Useful command to launch a jupyter server that does serverside notebook rendering and hence never loses state even after being closed:
uv run jupyverse --set frontend.collaborative=true --set auth.mode=noauth --set kernels.require_yjs=true --set jupyterlab.server_side_execution=true --port 8349- Kaggle link: https://www.kaggle.com/competitions/50-007-machine-learning-summer-2024
- Rubrics: https://www.kaggle.com/competitions/50-007-machine-learning-summer-2024/overview/grading-metric
task1.ipynb and task2.ipynb is expected to be relatively simple to do, so one person can take each. task3/ is a folder because part of the deliverables is every method we tried. So everyone can try different methods as separate notebooks inside the folder.
Below are details copied from the Kaggle:
(lol) The detection of online hate speech can be formulated as a text classification task: "Given a social media post, classify if the post is hateful or non-hateful". In this project, you are to apply machine learning approaches to perform hate speech classification. Specifically, you will need to perform the following tasks.
All good projects must come to an end. You will need to document your machine learning journey in your final report. Specifically, please include the following in your report:
- An introduction of your best performing model (how it works)
- How did you "tune" the model. Discuss the parameters that you have used and the different parameters that you have tried before arriving at the best results.
- Did you self-learned anything that is beyond the course? If yes, what are they, and do you think if it should be taught in future Machine Learning courses.
- A final report (in PDF) answering the above questions.
Implement Logistic Regression from scratch. DO NOT USE sklearn logistic regression or any other pre-defined logistic regression package.
- Code implementation of the Logistic Regression modele.
- Predictions made by Logistic Regression model on Test set named as
LogRed_Prediction.csv. (I copied the typo from Kaggle)
- Check out the Logistic Regression implementation from: https://towardsdatascience.com/logistic-regression-from-scratch-in-python-ec66603592e2
- Your implementation should have the following functions:
sigmoid(z): A function that takes in a Real Number input and returns an output value between 0 and 1.loss(y, y_hat): A loss function that allows us to minimize and determine the optimal parameters. The function takes in the actual labels y and the predicted labels y_hat, and returns the overall training loss. Note that you should be using the Log Loss function taught in class.gradients(X, y, y_hat): The Gradient Descent Algorithm to find the optimal values of our parameters.
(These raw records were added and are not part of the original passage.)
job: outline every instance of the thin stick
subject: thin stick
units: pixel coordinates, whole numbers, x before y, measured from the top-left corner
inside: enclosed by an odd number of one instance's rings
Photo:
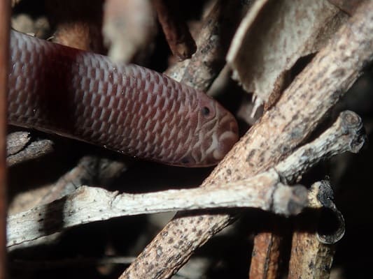
[[[6,96],[9,64],[10,2],[0,1],[0,279],[6,273]]]
[[[291,153],[321,122],[373,59],[373,1],[366,1],[241,138],[203,183],[224,185],[268,169]],[[230,223],[227,214],[178,214],[121,278],[163,278]],[[170,236],[178,245],[169,243]],[[160,255],[159,251],[167,251]],[[157,265],[153,264],[157,262]]]
[[[166,40],[172,54],[180,60],[190,58],[197,46],[174,1],[153,0]]]
[[[290,188],[279,181],[286,180],[285,175],[290,178],[300,175],[300,172],[329,156],[346,151],[357,152],[364,144],[361,129],[360,117],[351,112],[344,112],[318,138],[301,147],[274,169],[250,179],[230,182],[224,187],[138,195],[118,195],[101,188],[83,187],[59,200],[10,216],[8,246],[90,222],[167,211],[255,207],[284,215],[296,214],[306,205],[304,188]],[[304,158],[305,154],[307,160]]]

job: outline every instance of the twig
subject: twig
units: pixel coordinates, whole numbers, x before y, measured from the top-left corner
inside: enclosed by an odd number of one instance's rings
[[[276,106],[233,147],[204,186],[222,185],[267,169],[305,140],[372,61],[372,9],[373,2],[367,1],[344,24]],[[121,278],[169,277],[230,220],[229,214],[178,214]],[[178,237],[177,246],[168,243],[171,236]],[[163,251],[161,255],[160,250]]]
[[[328,0],[349,15],[353,15],[355,10],[365,0]]]
[[[0,1],[0,278],[6,278],[6,96],[10,1]]]
[[[251,179],[231,182],[218,189],[199,188],[118,195],[116,192],[111,193],[101,188],[82,187],[62,199],[10,216],[8,218],[8,246],[18,245],[83,223],[165,211],[255,207],[284,215],[296,214],[306,204],[305,190],[300,187],[289,188],[279,183],[280,180],[286,179],[283,175],[287,172],[284,170],[293,169],[299,173],[299,169],[311,167],[325,156],[338,153],[338,150],[357,151],[356,149],[345,146],[351,146],[348,143],[353,142],[357,135],[360,135],[358,129],[361,128],[361,125],[356,125],[354,133],[351,123],[344,121],[344,114],[353,114],[360,120],[352,112],[344,112],[330,129],[279,164],[279,167]],[[353,119],[347,119],[351,118]],[[358,122],[361,123],[360,121]],[[346,127],[350,128],[350,133],[345,137],[340,137],[342,133],[345,134]],[[333,144],[319,148],[322,142]],[[360,142],[359,146],[362,144]],[[307,152],[309,160],[296,158],[303,156]],[[281,172],[278,173],[277,169]]]
[[[218,0],[204,19],[191,59],[166,71],[173,79],[206,91],[225,64],[225,54],[234,30],[248,8],[242,1]]]
[[[10,261],[12,269],[27,269],[27,270],[66,269],[69,266],[129,264],[134,260],[134,257],[105,257],[104,258],[78,257],[75,259],[58,259],[57,260],[22,260]]]
[[[180,60],[190,58],[197,46],[174,1],[153,0],[158,20],[172,54]]]
[[[232,182],[229,188],[220,189],[198,188],[118,195],[118,192],[82,186],[62,199],[10,216],[8,246],[119,216],[227,207],[255,207],[293,215],[299,213],[306,204],[306,189],[284,186],[279,183],[275,172]]]
[[[54,150],[51,140],[31,141],[28,132],[9,134],[6,143],[6,164],[8,167],[42,157]]]
[[[332,202],[332,193],[328,181],[317,182],[311,186],[309,206],[318,210],[309,210],[295,219],[288,278],[329,278],[335,250],[334,244],[344,233],[344,222]],[[337,226],[331,231],[332,233],[321,238],[320,232],[330,229],[330,227],[325,227],[334,223],[330,220],[321,222],[323,215],[329,215],[323,209],[335,213]]]
[[[56,27],[53,41],[103,53],[101,7],[101,0],[46,1],[49,20]]]

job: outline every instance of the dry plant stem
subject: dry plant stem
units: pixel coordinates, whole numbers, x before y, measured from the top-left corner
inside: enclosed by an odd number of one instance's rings
[[[325,45],[348,17],[327,1],[263,2],[255,1],[242,20],[227,61],[243,88],[271,107],[297,61]]]
[[[213,187],[268,169],[302,142],[372,59],[373,1],[359,8],[233,147],[203,183]],[[229,224],[229,214],[178,214],[121,278],[174,274],[198,247]],[[171,239],[177,239],[177,244]],[[154,263],[156,263],[154,264]]]
[[[14,246],[71,226],[95,220],[164,211],[251,206],[281,214],[295,214],[305,204],[305,192],[302,188],[288,188],[279,184],[280,181],[286,180],[284,176],[288,174],[286,169],[292,169],[297,176],[328,156],[347,151],[357,152],[365,139],[360,129],[360,118],[353,112],[344,112],[330,129],[274,168],[251,179],[231,182],[218,189],[200,188],[118,195],[104,189],[84,187],[52,204],[10,216],[9,245]],[[323,142],[325,148],[321,147]],[[298,156],[306,156],[308,160]],[[293,177],[294,174],[290,174],[289,177]],[[191,200],[190,197],[193,199]],[[74,208],[79,210],[73,211]],[[52,211],[64,212],[64,218],[62,220],[59,214],[55,216]],[[45,216],[48,217],[41,217]],[[29,220],[28,225],[25,220]],[[64,224],[62,227],[59,225],[61,223]],[[48,224],[48,230],[43,229],[45,224]]]
[[[155,13],[148,0],[108,0],[102,31],[108,56],[122,63],[141,62],[157,33]],[[145,57],[143,57],[145,58]]]
[[[10,1],[0,1],[0,279],[6,277],[6,96]]]
[[[316,182],[312,185],[309,195],[309,206],[317,209],[324,207],[319,197],[328,196],[328,193],[332,193],[332,190],[328,181]],[[321,214],[323,211],[320,210],[310,211],[295,218],[288,278],[329,278],[335,249],[334,243],[337,241],[327,244],[318,237],[317,230],[323,224],[319,221]],[[342,229],[344,231],[344,227]],[[336,240],[340,239],[342,236],[343,234],[337,236]]]
[[[197,46],[174,1],[153,0],[153,4],[172,54],[180,60],[190,58]]]
[[[330,158],[348,151],[357,153],[363,147],[365,137],[361,119],[353,112],[343,112],[333,126],[319,138],[295,151],[274,169],[283,181],[293,182],[307,169],[316,165],[317,162],[314,159],[320,159],[314,156],[316,153],[323,153],[325,158]],[[290,166],[295,166],[295,169]],[[279,222],[281,220],[272,221],[275,224]],[[274,230],[273,232],[262,232],[255,236],[250,278],[277,278],[282,239],[281,232],[274,233]],[[264,271],[265,273],[263,273]]]
[[[225,56],[241,13],[248,8],[239,1],[218,0],[204,19],[192,59],[178,63],[166,75],[206,91],[225,64]]]
[[[45,3],[49,20],[56,27],[52,37],[55,43],[104,53],[101,0],[57,0]]]
[[[307,202],[304,187],[284,186],[274,171],[233,182],[229,188],[118,195],[82,186],[61,199],[10,216],[8,243],[12,246],[78,225],[118,216],[229,207],[255,207],[293,215],[299,213]]]
[[[358,153],[365,140],[363,121],[355,112],[346,110],[321,137],[296,150],[274,169],[283,183],[291,183],[318,163],[320,157],[316,154],[323,153],[327,158],[346,151]]]
[[[353,15],[355,10],[363,1],[366,0],[328,0],[329,2],[337,6],[349,15]],[[367,0],[370,1],[370,0]]]
[[[9,264],[13,269],[27,269],[30,270],[66,269],[68,266],[99,266],[105,264],[129,264],[134,260],[134,257],[106,257],[104,258],[83,257],[73,259],[58,259],[56,260],[25,260],[16,259]]]
[[[31,141],[29,132],[15,132],[7,137],[8,167],[42,157],[53,151],[50,140]]]

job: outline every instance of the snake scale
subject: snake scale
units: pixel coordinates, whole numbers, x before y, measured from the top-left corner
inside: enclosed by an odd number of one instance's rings
[[[184,167],[216,165],[238,140],[227,110],[164,75],[15,31],[10,47],[11,125]]]

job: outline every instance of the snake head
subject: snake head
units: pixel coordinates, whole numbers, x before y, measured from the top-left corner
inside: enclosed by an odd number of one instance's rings
[[[197,99],[195,140],[181,160],[184,167],[218,164],[239,139],[237,122],[230,112],[204,93]]]

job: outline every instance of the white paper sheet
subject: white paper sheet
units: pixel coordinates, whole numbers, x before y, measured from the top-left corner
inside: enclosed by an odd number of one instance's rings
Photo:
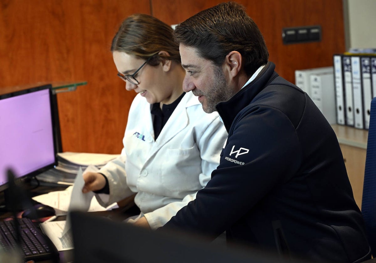
[[[89,165],[85,170],[85,172],[98,172],[98,169],[95,166]],[[80,167],[77,173],[74,184],[71,188],[71,189],[62,191],[58,191],[58,193],[54,194],[55,198],[52,201],[47,201],[49,196],[51,193],[47,194],[47,195],[34,198],[35,200],[42,203],[46,204],[56,207],[58,209],[65,211],[68,207],[68,211],[73,210],[86,212],[91,209],[94,211],[103,211],[110,210],[112,208],[118,207],[116,204],[104,208],[100,206],[96,198],[94,197],[94,193],[92,192],[86,193],[82,193],[82,189],[85,184],[83,178],[82,177],[82,171]],[[52,198],[50,198],[52,199]],[[41,201],[43,202],[41,202]],[[46,204],[45,203],[49,203]],[[94,204],[92,204],[94,203]],[[51,239],[59,251],[71,249],[73,248],[73,241],[72,233],[71,230],[70,219],[69,214],[67,216],[65,221],[57,221],[45,222],[41,224],[41,227],[44,233]]]

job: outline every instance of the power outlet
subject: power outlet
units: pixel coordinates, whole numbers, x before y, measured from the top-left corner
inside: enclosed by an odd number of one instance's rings
[[[285,45],[321,41],[321,26],[284,28],[282,29],[282,39]]]

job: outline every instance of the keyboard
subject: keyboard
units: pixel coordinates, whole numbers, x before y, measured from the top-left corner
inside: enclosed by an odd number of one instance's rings
[[[21,236],[21,249],[25,261],[58,258],[59,252],[37,224],[29,218],[17,218]],[[0,221],[0,245],[6,252],[17,246],[14,220]]]

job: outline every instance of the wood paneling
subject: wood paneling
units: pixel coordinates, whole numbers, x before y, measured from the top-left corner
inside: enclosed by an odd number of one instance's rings
[[[85,80],[58,94],[64,151],[118,153],[134,92],[115,76],[109,51],[121,22],[134,13],[177,24],[215,0],[2,0],[0,89],[38,82]],[[332,65],[344,51],[342,0],[241,0],[264,35],[276,71]],[[283,27],[320,24],[320,42],[284,45]]]
[[[149,1],[1,3],[0,87],[87,81],[58,95],[63,150],[119,153],[135,94],[116,76],[111,42],[126,17],[150,14]]]
[[[165,0],[152,0],[153,15],[171,24],[223,2],[174,0],[166,5]],[[345,51],[342,0],[237,2],[244,6],[260,28],[276,71],[293,83],[296,70],[332,66],[333,54]],[[282,28],[314,25],[321,26],[321,42],[283,44]]]

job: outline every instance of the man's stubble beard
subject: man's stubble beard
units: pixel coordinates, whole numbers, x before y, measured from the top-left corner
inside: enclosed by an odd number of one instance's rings
[[[214,78],[211,88],[203,94],[206,105],[206,107],[203,105],[202,109],[206,113],[216,111],[215,105],[220,102],[227,101],[235,95],[227,86],[227,82],[221,67],[215,66]]]

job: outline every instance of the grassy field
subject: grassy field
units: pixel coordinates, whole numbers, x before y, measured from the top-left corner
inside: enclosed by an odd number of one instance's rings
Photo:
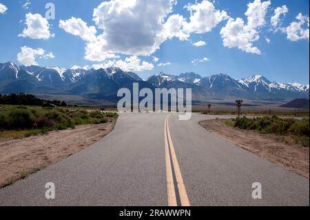
[[[116,112],[85,108],[43,108],[39,106],[1,106],[0,137],[20,138],[76,126],[106,123]]]
[[[245,130],[256,130],[261,134],[276,134],[291,136],[296,143],[309,146],[309,119],[295,119],[276,116],[247,118],[246,117],[227,121],[226,124]]]

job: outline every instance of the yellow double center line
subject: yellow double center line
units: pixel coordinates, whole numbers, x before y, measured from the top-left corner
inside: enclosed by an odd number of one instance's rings
[[[167,189],[169,206],[189,206],[189,200],[176,159],[169,129],[169,118],[165,121],[165,148],[166,154]],[[175,185],[176,184],[176,185]]]

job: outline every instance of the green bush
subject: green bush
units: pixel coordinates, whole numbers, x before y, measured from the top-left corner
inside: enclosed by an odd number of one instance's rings
[[[56,128],[58,130],[64,130],[68,128],[74,128],[74,123],[72,119],[64,114],[63,111],[59,110],[52,110],[47,113],[45,117],[54,121]]]
[[[234,126],[240,129],[256,130],[263,134],[309,136],[309,119],[281,119],[276,116],[262,118],[238,118],[233,120]]]
[[[103,119],[105,117],[105,114],[102,113],[100,111],[94,111],[94,112],[90,112],[90,117],[91,117],[92,118],[96,118],[96,119]]]
[[[8,115],[0,113],[0,128],[6,129],[9,127],[9,118]]]
[[[33,126],[33,117],[26,109],[18,108],[10,113],[10,127],[15,129],[30,128]]]

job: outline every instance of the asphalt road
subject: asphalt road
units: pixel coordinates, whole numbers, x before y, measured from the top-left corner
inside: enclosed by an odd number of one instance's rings
[[[0,206],[309,205],[307,179],[198,124],[218,116],[168,115],[121,114],[98,143],[1,189]],[[48,182],[54,199],[45,198]],[[252,198],[255,182],[261,199]]]

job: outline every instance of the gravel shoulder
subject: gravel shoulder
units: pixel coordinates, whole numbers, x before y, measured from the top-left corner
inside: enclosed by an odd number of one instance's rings
[[[90,146],[109,134],[115,121],[21,139],[0,138],[0,188]]]
[[[275,134],[232,128],[225,125],[223,120],[208,120],[199,123],[222,139],[309,179],[309,148],[293,141],[280,141],[281,137]]]

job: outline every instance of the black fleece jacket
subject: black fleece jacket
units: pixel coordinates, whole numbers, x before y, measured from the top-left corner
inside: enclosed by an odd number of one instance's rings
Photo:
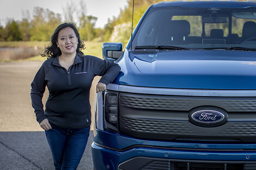
[[[89,92],[96,75],[107,85],[118,75],[115,63],[90,55],[76,55],[68,70],[59,62],[58,57],[46,60],[31,84],[31,100],[37,121],[47,118],[63,128],[87,127],[91,123]],[[49,96],[44,111],[42,98],[47,86]]]

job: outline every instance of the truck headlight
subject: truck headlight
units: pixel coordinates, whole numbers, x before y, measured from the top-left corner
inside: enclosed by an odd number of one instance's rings
[[[118,93],[106,91],[104,97],[104,128],[118,131]]]

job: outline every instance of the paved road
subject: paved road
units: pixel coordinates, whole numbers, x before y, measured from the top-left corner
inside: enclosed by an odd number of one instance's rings
[[[41,63],[0,63],[0,169],[54,169],[44,131],[35,121],[30,99],[30,84]],[[99,78],[95,78],[91,89],[92,106],[94,82]],[[92,141],[91,131],[77,169],[93,169]]]

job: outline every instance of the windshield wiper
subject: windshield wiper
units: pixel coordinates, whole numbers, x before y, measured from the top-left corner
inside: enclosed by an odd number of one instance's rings
[[[191,49],[191,48],[171,46],[135,46],[135,49]]]
[[[209,47],[209,48],[203,48],[202,49],[227,49],[227,50],[243,50],[243,51],[256,51],[256,48],[246,48],[242,47]]]

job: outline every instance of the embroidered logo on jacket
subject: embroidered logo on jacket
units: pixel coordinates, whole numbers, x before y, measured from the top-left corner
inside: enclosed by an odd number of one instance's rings
[[[75,74],[87,73],[87,72],[75,73]]]

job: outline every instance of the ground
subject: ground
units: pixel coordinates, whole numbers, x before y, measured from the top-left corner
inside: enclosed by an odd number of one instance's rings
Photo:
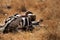
[[[24,10],[23,10],[24,9]],[[60,0],[0,0],[0,25],[11,15],[25,10],[43,19],[33,32],[0,34],[0,40],[60,40]]]

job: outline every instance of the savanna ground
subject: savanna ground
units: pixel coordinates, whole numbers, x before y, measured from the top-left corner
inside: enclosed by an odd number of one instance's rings
[[[24,10],[43,19],[41,28],[31,32],[0,34],[0,40],[60,40],[60,0],[0,0],[0,25],[9,16]]]

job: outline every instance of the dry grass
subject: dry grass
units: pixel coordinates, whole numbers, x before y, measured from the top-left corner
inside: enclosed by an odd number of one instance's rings
[[[60,0],[0,0],[0,24],[15,13],[24,13],[23,7],[36,14],[36,20],[43,19],[45,26],[33,33],[0,34],[0,40],[60,40]]]

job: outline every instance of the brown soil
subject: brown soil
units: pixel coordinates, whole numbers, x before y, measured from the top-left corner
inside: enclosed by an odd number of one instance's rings
[[[43,19],[41,28],[31,32],[0,34],[0,40],[60,40],[60,0],[0,0],[0,24],[16,13],[29,10]]]

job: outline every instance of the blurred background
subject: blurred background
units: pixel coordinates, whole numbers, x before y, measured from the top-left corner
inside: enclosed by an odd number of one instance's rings
[[[36,14],[36,20],[43,19],[47,30],[0,34],[0,40],[60,40],[60,0],[0,0],[0,25],[9,16],[26,11]]]

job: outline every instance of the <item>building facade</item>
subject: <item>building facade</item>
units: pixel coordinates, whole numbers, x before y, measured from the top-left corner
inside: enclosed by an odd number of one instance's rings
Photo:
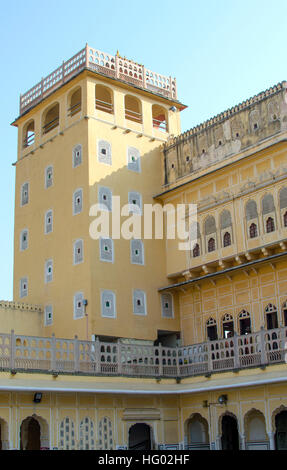
[[[287,448],[286,89],[181,134],[175,79],[86,46],[21,95],[3,449]],[[188,249],[126,204],[196,204]]]

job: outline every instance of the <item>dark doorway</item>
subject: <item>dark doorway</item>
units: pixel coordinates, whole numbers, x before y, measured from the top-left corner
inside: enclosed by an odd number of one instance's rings
[[[21,450],[40,450],[41,428],[34,418],[26,418],[21,424],[20,430]]]
[[[232,338],[234,336],[234,324],[233,321],[223,323],[223,337]]]
[[[274,330],[275,328],[278,328],[277,312],[267,313],[266,320],[267,330]]]
[[[287,411],[281,411],[275,417],[275,447],[276,450],[287,450]]]
[[[218,339],[216,325],[210,325],[207,327],[207,337],[210,341],[215,341]]]
[[[240,335],[247,335],[251,333],[251,321],[250,318],[240,318]]]
[[[137,423],[129,429],[129,449],[151,450],[151,433],[147,424]]]
[[[239,450],[239,436],[237,421],[232,416],[223,416],[222,418],[222,450]]]

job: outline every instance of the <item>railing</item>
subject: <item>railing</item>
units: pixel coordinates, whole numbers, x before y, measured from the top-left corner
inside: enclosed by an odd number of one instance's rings
[[[96,98],[96,109],[99,111],[104,111],[105,113],[113,114],[114,107],[113,103],[109,103],[107,101],[102,101]]]
[[[136,111],[132,111],[131,109],[125,109],[125,118],[140,124],[142,123],[142,114],[137,113]]]
[[[50,95],[50,93],[85,68],[108,77],[123,80],[140,88],[163,95],[166,98],[177,99],[175,78],[157,74],[136,62],[122,58],[119,55],[112,56],[87,45],[20,96],[20,115],[42,101],[46,96]]]
[[[164,132],[167,131],[166,121],[159,121],[158,119],[153,119],[152,120],[152,125],[156,129],[159,129],[159,130],[164,131]]]
[[[286,359],[287,327],[178,348],[0,334],[1,369],[180,378]]]
[[[23,140],[23,147],[29,147],[35,142],[35,132],[31,132],[31,134],[28,134],[24,140]]]

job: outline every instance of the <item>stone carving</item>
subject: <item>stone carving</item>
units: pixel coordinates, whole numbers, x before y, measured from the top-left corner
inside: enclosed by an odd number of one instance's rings
[[[287,82],[279,83],[180,136],[169,139],[164,145],[168,162],[165,183],[175,182],[180,177],[218,164],[253,147],[257,142],[286,131],[286,89]],[[172,160],[170,154],[174,155]],[[261,178],[263,181],[267,175],[262,174]]]

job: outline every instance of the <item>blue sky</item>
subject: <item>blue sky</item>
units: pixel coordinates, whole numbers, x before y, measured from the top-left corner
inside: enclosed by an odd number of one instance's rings
[[[86,42],[177,78],[182,130],[287,80],[286,0],[14,0],[1,4],[0,299],[12,299],[19,95]]]

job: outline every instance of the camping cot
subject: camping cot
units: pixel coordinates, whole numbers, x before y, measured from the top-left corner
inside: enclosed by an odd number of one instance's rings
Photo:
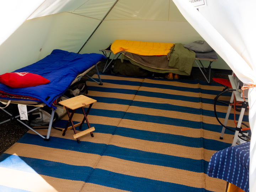
[[[191,46],[191,43],[193,44]],[[204,44],[206,44],[207,47],[204,46]],[[134,65],[154,73],[173,73],[190,75],[195,62],[208,83],[210,82],[211,64],[218,59],[215,52],[204,41],[197,41],[183,45],[117,39],[106,48],[100,49],[100,51],[107,58],[102,73],[115,59],[122,54],[121,60],[129,60]],[[114,55],[110,59],[112,53]],[[207,68],[208,78],[205,74],[207,71],[202,63],[202,60],[209,62]],[[204,72],[197,61],[199,62]]]
[[[97,64],[105,59],[105,57],[101,54],[79,54],[54,49],[49,55],[34,63],[0,75],[0,101],[6,104],[1,109],[11,116],[9,119],[0,123],[0,124],[16,119],[45,140],[49,140],[57,99],[84,75],[102,85]],[[94,68],[96,70],[99,82],[86,74]],[[25,77],[31,79],[28,80]],[[22,81],[24,82],[22,82]],[[38,85],[35,86],[35,82]],[[26,84],[28,85],[24,85]],[[45,106],[50,107],[51,119],[46,137],[21,121],[20,115],[14,117],[4,108],[10,103],[35,107],[28,111],[28,113]]]

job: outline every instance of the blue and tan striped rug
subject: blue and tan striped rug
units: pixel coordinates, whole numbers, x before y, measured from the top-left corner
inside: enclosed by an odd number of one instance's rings
[[[101,77],[103,85],[87,83],[87,96],[97,100],[88,116],[94,137],[84,135],[78,144],[72,130],[62,136],[53,129],[46,142],[29,131],[0,156],[0,191],[224,191],[225,181],[206,174],[211,155],[233,139],[227,132],[219,140],[213,111],[222,87]],[[222,119],[226,108],[218,107]],[[77,112],[78,122],[82,117]],[[65,127],[67,120],[55,126]]]

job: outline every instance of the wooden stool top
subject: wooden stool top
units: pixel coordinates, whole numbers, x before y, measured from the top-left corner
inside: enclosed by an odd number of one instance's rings
[[[96,102],[97,101],[95,99],[81,95],[76,97],[62,101],[59,102],[59,103],[68,108],[74,110]]]

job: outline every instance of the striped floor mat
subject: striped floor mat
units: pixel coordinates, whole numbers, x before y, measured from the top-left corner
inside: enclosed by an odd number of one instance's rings
[[[225,181],[206,174],[211,155],[233,139],[226,131],[220,140],[222,127],[213,111],[222,87],[193,80],[101,77],[103,85],[87,82],[87,96],[97,101],[88,116],[94,137],[84,135],[79,144],[73,130],[63,136],[53,129],[46,142],[29,131],[0,156],[0,191],[225,191]],[[218,106],[220,119],[227,108]],[[82,118],[81,110],[76,113],[75,123]],[[65,127],[68,119],[55,126]]]

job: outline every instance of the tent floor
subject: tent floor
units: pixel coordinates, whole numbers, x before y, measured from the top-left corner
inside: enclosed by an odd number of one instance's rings
[[[102,71],[105,65],[104,63],[99,63],[98,69],[99,71]],[[105,74],[110,74],[110,68],[107,69]],[[228,75],[231,75],[232,71],[230,70],[212,69],[210,83],[213,82],[212,78],[221,78],[228,80]],[[96,73],[94,69],[91,70],[87,75],[91,76]],[[161,74],[160,74],[161,75]],[[164,76],[164,74],[162,74]],[[181,76],[181,79],[198,79],[206,81],[201,71],[197,67],[193,67],[190,76]],[[103,83],[104,84],[104,82]],[[90,91],[90,90],[89,90]],[[12,114],[18,113],[17,105],[10,104],[6,110]],[[13,104],[12,104],[13,105]],[[9,118],[9,115],[2,110],[0,110],[0,122]],[[11,121],[0,125],[0,154],[4,153],[11,145],[19,139],[28,130],[28,128],[21,123],[17,123],[16,121]]]

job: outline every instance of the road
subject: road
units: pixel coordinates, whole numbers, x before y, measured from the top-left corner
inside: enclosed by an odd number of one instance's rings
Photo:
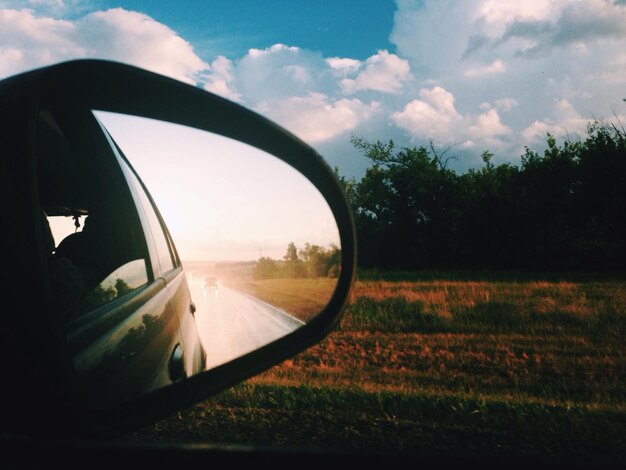
[[[304,325],[259,299],[224,287],[205,288],[201,278],[187,275],[196,304],[196,323],[207,352],[207,369],[271,343]]]

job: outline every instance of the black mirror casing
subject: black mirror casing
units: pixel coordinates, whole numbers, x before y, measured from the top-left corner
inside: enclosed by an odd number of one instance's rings
[[[57,111],[98,110],[220,134],[264,150],[303,174],[326,199],[339,230],[341,271],[324,310],[305,327],[227,364],[114,409],[95,411],[76,388],[63,331],[51,317],[38,218],[32,136],[45,103]],[[339,321],[355,276],[352,212],[341,185],[312,148],[264,117],[199,88],[132,66],[78,60],[0,82],[5,319],[3,432],[56,437],[115,435],[226,389],[318,342]],[[53,434],[54,433],[54,434]]]

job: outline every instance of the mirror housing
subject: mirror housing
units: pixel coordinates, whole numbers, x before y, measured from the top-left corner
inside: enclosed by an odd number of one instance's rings
[[[98,110],[188,126],[251,145],[287,163],[320,192],[335,217],[341,270],[323,311],[289,335],[202,374],[148,395],[97,411],[76,386],[64,333],[51,315],[50,285],[38,222],[35,150],[32,142],[42,103],[58,112]],[[10,430],[58,437],[110,436],[167,416],[277,364],[321,340],[339,321],[355,276],[356,236],[340,183],[311,147],[259,114],[194,86],[129,65],[100,60],[65,62],[0,82],[0,124],[5,146],[2,196],[9,264],[5,305],[17,305],[2,328],[10,357],[10,385],[2,417]],[[20,295],[24,286],[29,294]],[[31,292],[32,291],[32,292]],[[32,295],[31,295],[32,294]],[[17,357],[16,357],[17,356]],[[38,405],[35,405],[38,404]],[[23,429],[22,429],[23,428]]]

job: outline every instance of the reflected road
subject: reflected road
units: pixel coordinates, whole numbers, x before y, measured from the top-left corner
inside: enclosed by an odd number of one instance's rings
[[[224,287],[205,288],[202,279],[187,275],[196,304],[196,323],[207,353],[207,369],[281,338],[303,322],[261,300]]]

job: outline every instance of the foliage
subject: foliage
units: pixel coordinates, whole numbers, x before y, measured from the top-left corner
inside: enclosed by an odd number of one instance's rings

The function takes in the training feature X, actual labels y and the predicted labels y_hat, and returns the partial derivative of the Loss function with respect to weights (w) and bias (db).train(X, y, bs, epochs, lr): The training function for your model.predict(X): The prediction function where you can apply your validation and test sets.
Dimension reduction is the transformation of data from a high-dimensional space into a low-dimensional space so that the low-dimensional representation retains some meaningful properties of the original data. The train dataset contains 5000 TD-IDF features. In this task, you are to apply PCA to reduce the dimension of features.
- Code implementation of PCA on the train and test sets. Note that you are allowed to use the sklearn package for this task.
- Report the Macro F1 scores for applying 2000, 1000, 500, and 100 components on the test set. Note that you will have to submit your predicted labels to Kaggle to retrieve the Macro F1 scores for the test set and report the results in your final report. Use KNN as the machine learning model for your training and prediction (You are also allowed to use the sklearn package for KNN implementation) (set n_neighbors=2).
In this course, you are exposed to many other machine learning models. For this task, you can apply any other machine learning models (taught in the course or not) to improve the hate speech classification performance! Nevertheless, you are NOT TO use any deep learning approach (if you are keen on deep learning, please sign up for the Deep Learning course! - highly encourage!).
To make this task fun, we will have a race to the top! Bonus marks will be awarded as follows:
- 1 mark: For the third-highest score on the private leaderboard.
- 2 marks: For the second-highest score on the private leaderboard.
- 3 marks: For the top-highest score on the private leaderboard.
Note that the private leaderboard will only be released after the project submission. The top 3 teams will present their solution on week 13 to get the bonus marks!
- Code implementation of all the models that you have tried. Please include comments on your implementation (i.e., tell us the models you have used and list the key hyperparameter settings).
- Submit your predicted labels for the test set to Kaggle. You will be able to see your model performance on the public leaderboard. Please make your submission under your registered team name! We will award the points according to the ranking of the registered team name.